Yes the clarity of the ntuple solution is much better than that of my generated version, however I was surprised that it should perform as well, and only understood why after going to the source. That’s what I meant by “not necessarily super transparent”.

1 Like

What I find additionally interesting is that the ntuple function doesn’t use the @generated macro like we normally do, it uses the no-argument version which just does this:

macro generated()
    return Expr(:generated)
end

And the source code of @generated(f) itself is this:

macro generated(f)
    if isa(f, Expr) && (f.head === :function || is_short_function_def(f))
        body = f.args[2]
        lno = body.args[1]
        return Expr(:escape,
                    Expr(f.head, f.args[1],
                         Expr(:block,
                              lno,
                              Expr(:if, Expr(:generated),
                                   body,
                                   Expr(:block,
                                        Expr(:meta, :generated_only),
                                        Expr(:return, nothing))))))
    else
        error("invalid syntax; @generated must be used with a function definition")
    end
end

So ntuple kind of uses part of this machinery which I don’t quite understand, this Expr(:if, Expr(:generated),. Maybe someone knows what Julia actually does with this?

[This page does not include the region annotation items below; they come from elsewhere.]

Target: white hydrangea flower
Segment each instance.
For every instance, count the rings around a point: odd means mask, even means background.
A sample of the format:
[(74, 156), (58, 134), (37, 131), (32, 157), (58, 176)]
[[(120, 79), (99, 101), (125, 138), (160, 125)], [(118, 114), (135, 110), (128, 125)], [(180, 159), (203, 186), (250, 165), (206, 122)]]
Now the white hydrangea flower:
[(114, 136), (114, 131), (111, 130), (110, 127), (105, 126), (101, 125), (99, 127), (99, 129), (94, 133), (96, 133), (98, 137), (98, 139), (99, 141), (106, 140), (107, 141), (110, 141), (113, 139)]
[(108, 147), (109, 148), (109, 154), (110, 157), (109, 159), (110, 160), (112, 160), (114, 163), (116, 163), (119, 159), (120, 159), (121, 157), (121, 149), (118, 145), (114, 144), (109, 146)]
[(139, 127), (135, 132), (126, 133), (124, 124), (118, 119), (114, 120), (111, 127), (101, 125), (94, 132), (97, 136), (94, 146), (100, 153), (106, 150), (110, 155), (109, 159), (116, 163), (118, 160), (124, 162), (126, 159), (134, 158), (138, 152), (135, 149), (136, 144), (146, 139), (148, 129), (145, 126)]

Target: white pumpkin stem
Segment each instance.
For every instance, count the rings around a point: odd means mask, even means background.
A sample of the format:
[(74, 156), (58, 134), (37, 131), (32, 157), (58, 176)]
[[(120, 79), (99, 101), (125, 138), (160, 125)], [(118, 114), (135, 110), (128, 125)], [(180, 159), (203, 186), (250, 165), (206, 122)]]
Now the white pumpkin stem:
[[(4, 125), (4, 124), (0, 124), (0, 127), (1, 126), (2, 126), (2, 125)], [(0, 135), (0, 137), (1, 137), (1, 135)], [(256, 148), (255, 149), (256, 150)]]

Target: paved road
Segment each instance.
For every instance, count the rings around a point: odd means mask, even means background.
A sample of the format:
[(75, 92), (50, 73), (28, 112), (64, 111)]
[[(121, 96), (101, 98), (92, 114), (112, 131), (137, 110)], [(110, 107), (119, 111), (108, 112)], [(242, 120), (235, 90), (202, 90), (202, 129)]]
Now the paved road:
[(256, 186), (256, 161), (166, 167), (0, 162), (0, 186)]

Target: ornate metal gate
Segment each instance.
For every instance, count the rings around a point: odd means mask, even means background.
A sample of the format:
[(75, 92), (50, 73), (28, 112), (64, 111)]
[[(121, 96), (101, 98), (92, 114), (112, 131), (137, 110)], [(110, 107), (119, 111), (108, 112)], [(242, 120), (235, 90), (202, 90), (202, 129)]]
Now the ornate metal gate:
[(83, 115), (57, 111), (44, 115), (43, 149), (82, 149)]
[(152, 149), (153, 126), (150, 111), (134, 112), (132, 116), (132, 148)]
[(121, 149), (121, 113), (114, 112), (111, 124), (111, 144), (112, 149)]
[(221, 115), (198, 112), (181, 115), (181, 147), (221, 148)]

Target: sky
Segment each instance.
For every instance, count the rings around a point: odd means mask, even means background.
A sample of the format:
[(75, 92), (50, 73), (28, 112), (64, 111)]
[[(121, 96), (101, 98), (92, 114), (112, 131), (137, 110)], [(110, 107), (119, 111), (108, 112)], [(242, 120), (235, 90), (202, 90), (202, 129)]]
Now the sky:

Nice solution! You don’t even need ntuple then and can write the original unpack like

function unpack(::Type{T}, buffer::IOBuffer, buffer_lock) where {T}
    newT = lock(buffer_lock) do
        T((read(buffer, fieldtype(T, i)) for i in 1:fieldcount(T))...)
    end
    return newT
end

@btime unpack(TLM, IOBuffer(buffer), lock) setup=(
    buffer = zeros(UInt8, 42);
    lock = ReentrantLock())

yielding

  74.691 ns (1 allocation: 64 bytes)

with one allocation for the IOBuffer remaining…

1 Like

That’s the syntax for optionally-generated functions, which allows one to provide an alternative non-@generated implementation and let the compiler decide on which one to use.

1 Like

Huh. So the ntuple solution from @DNF makes sense (uses @generated under the hood), but I’m surprised the straight tuple solution from @goerch works. Regardless, and interestingly, I found that for both approaches they work when iterating over the number of elements and calling fieldtype(T, i) in the iteration, but if you do what I originally did and first get the fieldtypes and then reference them, it is inefficient (extra allocations and slower). That is,

T((read(buffer, fieldtype(T, i)) for i in 1:fieldcount(T))...)

is performant, but

fts = fieldtypes(T)
T((read(buffer, fts[i]) for i in 1:fieldcount(T))...)

and

fts = fieldtypes(T)
T((read(buf, ft) for ft in fts)...)

are not. It is worth noting that this is not the case in the explicitly generated versions, likely because the fieldtypes call happens in the @generated block and each fieldtype is made explicit in the code generation / unrolling from @nexprs.

I am not sure if I prefer these simple tuple/ntuple versions or the @generated versions. Simple is great, but it seems like they are relying on hidden compiler optimizations that - for now - mirror the explicitly generated version, but are a little fragile. Thoughts? I feel like the generated version is more likely to produce the same performance down the road (when I inevitably need to change something) even if the syntax is a little harder to parse.

Thanks again everyone for all of the great input.